Where the Elite Summer in Greece
Destinations without airports are among those chosen by travelers with high expectations and exacting demands. Many VIPs opt for yachts and private villas for their stays in Greece while the desire for utmost secrecy led some to rent a private island in the northern Cyclades, close to the island of Evia.
Counterbalancing the recent popularity of Antiparos among VIPs – where, aside from Tom Hanks and Rita Wilson, celebrity homeowners include Paramount CEO, Jim Gianopoulos and L’Oreal CEO Jean-Paul Agon – are other Aegean islands such as Serifos (where designer Paola Navone owns a home), Nisyros, Kythira, Sifnos and Milos.
Even the heavily touristed island of Santorini can offer discreet holidays, while on neighboring Thirasia, Perivolas Hideaway – a hotel accessible only by sea or air – has hosted Angelina Jolie and Brad Pitt in the past before their separation.
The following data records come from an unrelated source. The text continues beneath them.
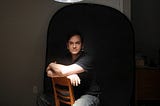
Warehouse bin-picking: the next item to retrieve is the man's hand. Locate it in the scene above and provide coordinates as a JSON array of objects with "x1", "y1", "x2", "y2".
[
  {"x1": 67, "y1": 74, "x2": 81, "y2": 86},
  {"x1": 46, "y1": 61, "x2": 64, "y2": 77},
  {"x1": 48, "y1": 62, "x2": 63, "y2": 75},
  {"x1": 47, "y1": 70, "x2": 60, "y2": 78}
]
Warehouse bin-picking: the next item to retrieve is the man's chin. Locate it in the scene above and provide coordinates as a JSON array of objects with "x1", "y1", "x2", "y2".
[{"x1": 71, "y1": 52, "x2": 79, "y2": 55}]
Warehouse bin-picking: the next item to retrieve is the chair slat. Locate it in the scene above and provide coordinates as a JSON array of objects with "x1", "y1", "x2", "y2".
[{"x1": 52, "y1": 77, "x2": 75, "y2": 106}]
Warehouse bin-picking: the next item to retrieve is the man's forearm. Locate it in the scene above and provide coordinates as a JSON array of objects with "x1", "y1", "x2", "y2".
[
  {"x1": 48, "y1": 62, "x2": 64, "y2": 76},
  {"x1": 48, "y1": 62, "x2": 84, "y2": 76}
]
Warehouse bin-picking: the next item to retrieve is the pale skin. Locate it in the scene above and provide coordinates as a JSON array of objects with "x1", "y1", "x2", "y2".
[{"x1": 47, "y1": 35, "x2": 84, "y2": 86}]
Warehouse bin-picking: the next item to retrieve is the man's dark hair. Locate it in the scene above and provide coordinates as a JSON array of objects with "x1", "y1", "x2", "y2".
[{"x1": 66, "y1": 31, "x2": 84, "y2": 44}]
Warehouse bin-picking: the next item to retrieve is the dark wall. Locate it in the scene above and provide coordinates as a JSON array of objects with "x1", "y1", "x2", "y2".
[
  {"x1": 132, "y1": 0, "x2": 160, "y2": 67},
  {"x1": 45, "y1": 3, "x2": 134, "y2": 106}
]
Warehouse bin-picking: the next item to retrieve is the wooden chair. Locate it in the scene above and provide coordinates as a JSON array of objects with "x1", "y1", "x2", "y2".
[{"x1": 52, "y1": 77, "x2": 75, "y2": 106}]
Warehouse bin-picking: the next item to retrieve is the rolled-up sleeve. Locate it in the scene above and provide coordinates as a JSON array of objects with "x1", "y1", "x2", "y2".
[{"x1": 75, "y1": 54, "x2": 93, "y2": 72}]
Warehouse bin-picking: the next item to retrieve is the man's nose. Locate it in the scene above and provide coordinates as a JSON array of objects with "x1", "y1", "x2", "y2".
[{"x1": 73, "y1": 44, "x2": 76, "y2": 47}]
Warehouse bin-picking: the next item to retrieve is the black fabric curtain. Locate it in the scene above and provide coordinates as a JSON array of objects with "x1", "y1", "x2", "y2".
[{"x1": 44, "y1": 3, "x2": 135, "y2": 106}]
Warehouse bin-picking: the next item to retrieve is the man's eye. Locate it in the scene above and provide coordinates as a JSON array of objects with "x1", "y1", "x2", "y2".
[
  {"x1": 69, "y1": 42, "x2": 73, "y2": 45},
  {"x1": 76, "y1": 42, "x2": 81, "y2": 44}
]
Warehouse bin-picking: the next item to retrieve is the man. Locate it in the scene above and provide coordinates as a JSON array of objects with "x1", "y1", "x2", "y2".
[{"x1": 38, "y1": 32, "x2": 100, "y2": 106}]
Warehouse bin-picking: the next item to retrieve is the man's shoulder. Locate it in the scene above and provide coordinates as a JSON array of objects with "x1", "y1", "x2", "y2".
[{"x1": 80, "y1": 51, "x2": 94, "y2": 61}]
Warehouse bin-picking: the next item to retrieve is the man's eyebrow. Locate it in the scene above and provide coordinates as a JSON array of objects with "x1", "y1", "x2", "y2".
[{"x1": 69, "y1": 40, "x2": 81, "y2": 43}]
In Mykonos the boutique hotel of Bill & Coo saw a number of ‘quiet’ arrivals. Patmos, remote and always popular, regularly attracts visitors from the world of the arts, while among those with villas on the islands is Prince Shah Karim Al Hussaini, Aga Khan IV.
A specialist in VIP arrivals is Amanzoe, close to Porto Heli, where the strategy of the luxury chain Aman is built around maintaining total secrecy. Meanwhile important figures – such as tennis star Novak Djokovic – have been hosted at Costa Navarino in Messinia.
Since the end of the 1950s when the Niarchos and Livanos families purchased the private islands of Spetsopoula and Koronida respectively, the wider region of Kranidi and Porto Heli in the Peloponnese have welcomed international members of the jet set. Since 2012, among those who own a home in the area are King Willem-Alexander of Holland and his wife, Queen Maxima.
In Athens, certain VIP visitors prefer a private residences underneath the Acropolis instead of a luxury hotel, while the Athens Riviera has also seen a rise in the number of luxury yacht arrivals. At the same time, some VIPs have also turned to the mountain villages of Zagorohoria in the west of Greece for jaunts outside of the summer season.